O UOL perguntou ao ministério quais são os demais frigoríficos e os produtos afetados, mas não teve resposta até a publicação desta reportagem.
A suspensão pelos EUA tem ligação com a Carne Fraca?
Provavelmente, sim. Segundo o Departamento de Agricultura americano, a inspeção mais rigorosa nas carnes brasileiras, que passaram a ser todas vistoriadas antes de entrar nos EUA, começou em março, mesmo período em que a Polícia Federal deflagrou a operação Carne Fraca no Brasil.
A nota da USDA, porém, não cita a operação diretamente.
O Brasil exporta muito para os EUA?
Os EUA não são grandes compradores da carne brasileira. Neste ano, até maio, foi apenas o 9º na lista de maiores compradores de carne in natura, segundo dados da Abiec. China, Hong Kong e Rússia lideram esse ranking.
O Brasil, que sempre foi um exportador relevante de carne industrializada aos EUA, conseguiu um acordo para exportar o produto fresco apenas no segundo semestre do ano passado, após vários anos de negociação.

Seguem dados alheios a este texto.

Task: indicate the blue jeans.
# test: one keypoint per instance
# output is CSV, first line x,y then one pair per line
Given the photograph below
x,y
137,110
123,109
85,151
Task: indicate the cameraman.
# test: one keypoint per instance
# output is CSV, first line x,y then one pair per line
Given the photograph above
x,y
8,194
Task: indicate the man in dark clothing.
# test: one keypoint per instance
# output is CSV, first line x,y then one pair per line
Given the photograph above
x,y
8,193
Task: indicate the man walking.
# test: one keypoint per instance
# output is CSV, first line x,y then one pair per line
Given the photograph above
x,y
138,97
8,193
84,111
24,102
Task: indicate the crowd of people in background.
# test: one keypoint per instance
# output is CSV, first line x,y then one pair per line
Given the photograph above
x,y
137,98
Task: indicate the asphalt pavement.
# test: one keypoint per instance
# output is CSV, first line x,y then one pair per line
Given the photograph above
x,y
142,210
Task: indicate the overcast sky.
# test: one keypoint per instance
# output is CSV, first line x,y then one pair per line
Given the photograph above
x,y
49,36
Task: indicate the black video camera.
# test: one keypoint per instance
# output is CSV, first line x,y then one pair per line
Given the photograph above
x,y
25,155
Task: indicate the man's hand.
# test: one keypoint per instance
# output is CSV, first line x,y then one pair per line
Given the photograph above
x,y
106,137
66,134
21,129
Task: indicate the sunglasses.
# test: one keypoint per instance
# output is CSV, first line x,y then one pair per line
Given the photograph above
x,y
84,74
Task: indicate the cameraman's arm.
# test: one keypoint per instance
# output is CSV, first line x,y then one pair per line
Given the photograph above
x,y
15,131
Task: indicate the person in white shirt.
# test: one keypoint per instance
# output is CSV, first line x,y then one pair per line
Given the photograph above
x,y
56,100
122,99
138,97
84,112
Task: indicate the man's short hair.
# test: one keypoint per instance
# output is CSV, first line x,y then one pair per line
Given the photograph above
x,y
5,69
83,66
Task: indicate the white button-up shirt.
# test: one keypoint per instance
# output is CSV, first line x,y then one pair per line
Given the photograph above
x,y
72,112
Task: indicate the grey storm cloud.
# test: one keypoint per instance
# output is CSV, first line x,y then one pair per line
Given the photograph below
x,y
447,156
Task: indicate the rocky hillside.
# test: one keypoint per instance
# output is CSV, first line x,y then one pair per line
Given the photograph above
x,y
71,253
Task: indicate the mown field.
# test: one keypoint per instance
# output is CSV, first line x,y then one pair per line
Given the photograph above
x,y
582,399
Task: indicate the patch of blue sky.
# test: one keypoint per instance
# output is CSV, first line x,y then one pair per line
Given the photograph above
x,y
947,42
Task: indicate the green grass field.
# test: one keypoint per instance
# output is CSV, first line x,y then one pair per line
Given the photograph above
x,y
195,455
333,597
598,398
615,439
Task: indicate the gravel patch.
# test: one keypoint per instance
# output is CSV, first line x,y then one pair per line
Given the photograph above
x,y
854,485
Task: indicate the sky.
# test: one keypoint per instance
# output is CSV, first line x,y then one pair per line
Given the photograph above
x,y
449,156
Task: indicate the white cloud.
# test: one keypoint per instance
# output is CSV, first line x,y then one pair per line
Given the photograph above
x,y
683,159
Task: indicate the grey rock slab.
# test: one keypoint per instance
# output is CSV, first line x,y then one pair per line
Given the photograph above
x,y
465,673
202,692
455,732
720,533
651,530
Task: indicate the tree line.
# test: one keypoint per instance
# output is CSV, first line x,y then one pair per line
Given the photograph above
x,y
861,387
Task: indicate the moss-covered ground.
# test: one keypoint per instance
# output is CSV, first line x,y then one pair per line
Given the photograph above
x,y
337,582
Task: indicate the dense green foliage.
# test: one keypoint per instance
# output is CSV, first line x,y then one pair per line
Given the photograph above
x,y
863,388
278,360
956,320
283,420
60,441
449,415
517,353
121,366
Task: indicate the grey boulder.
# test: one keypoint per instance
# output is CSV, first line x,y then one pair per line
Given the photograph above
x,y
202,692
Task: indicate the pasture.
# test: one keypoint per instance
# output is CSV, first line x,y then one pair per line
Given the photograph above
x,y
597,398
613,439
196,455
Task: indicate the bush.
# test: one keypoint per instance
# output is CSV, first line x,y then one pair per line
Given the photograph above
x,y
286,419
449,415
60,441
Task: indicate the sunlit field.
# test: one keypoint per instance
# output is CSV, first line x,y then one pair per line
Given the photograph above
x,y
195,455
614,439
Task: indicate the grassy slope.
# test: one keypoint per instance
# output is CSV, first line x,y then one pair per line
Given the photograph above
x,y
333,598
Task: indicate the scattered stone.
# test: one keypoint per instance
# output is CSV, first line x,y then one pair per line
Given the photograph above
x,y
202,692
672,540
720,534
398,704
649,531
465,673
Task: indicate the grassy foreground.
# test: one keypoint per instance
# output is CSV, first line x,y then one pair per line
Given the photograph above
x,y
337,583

De janeiro a maio deste ano, as exportações de carne bovina in natura (fresca) do Brasil para os EUA somaram 11,8 mil toneladas, o equivalente a US$ 49 milhões, de acordo com dados da Abiec.
Quanto a suspensão prejudica o Brasil?
O maior impacto da medida dos EUA é na imagem do país e as perdas são "intangíveis", segundo o presidente da Abiec, Antonio Camardelli.
O Brasil não é grande exportador para o mercado norte-americano, mas a chancela dos EUA dava ao país, maior exportador global, possibilidade de conseguir entrar em mercados importantes para a carne in natura, como Japão e Coreia do Sul.
"Se olhar o aspecto financeiro, é importante para o país (a receita gerada), mas o prejuízo grande é de imagem, levamos muito tempo para conquistar esse mercado, porque ele é um passaporte para outros mercados", disse Camardelli à agência Reuters.
A exportação para os EUA demora para ser liberada de novo?
A nota do Departamento de Agricultura diz que a suspensão vai ser mantida até "o Ministério da Agricultura brasileiro tomar ação corretiva que o USDA achar satisfatória", sem maiores detalhes.
Diz ainda, na nota, que o governo brasileiro prometeu lidar com as questões, citando a suspensão de cinco frigoríficos que poderiam exportar para os EUA, mas que a medida do USDA se sobrepõe a essas suspensões.
O Ministério da Agricultura afirma que está revisando as normas de inspeção em frigoríficos para atender as exigências dos EUA.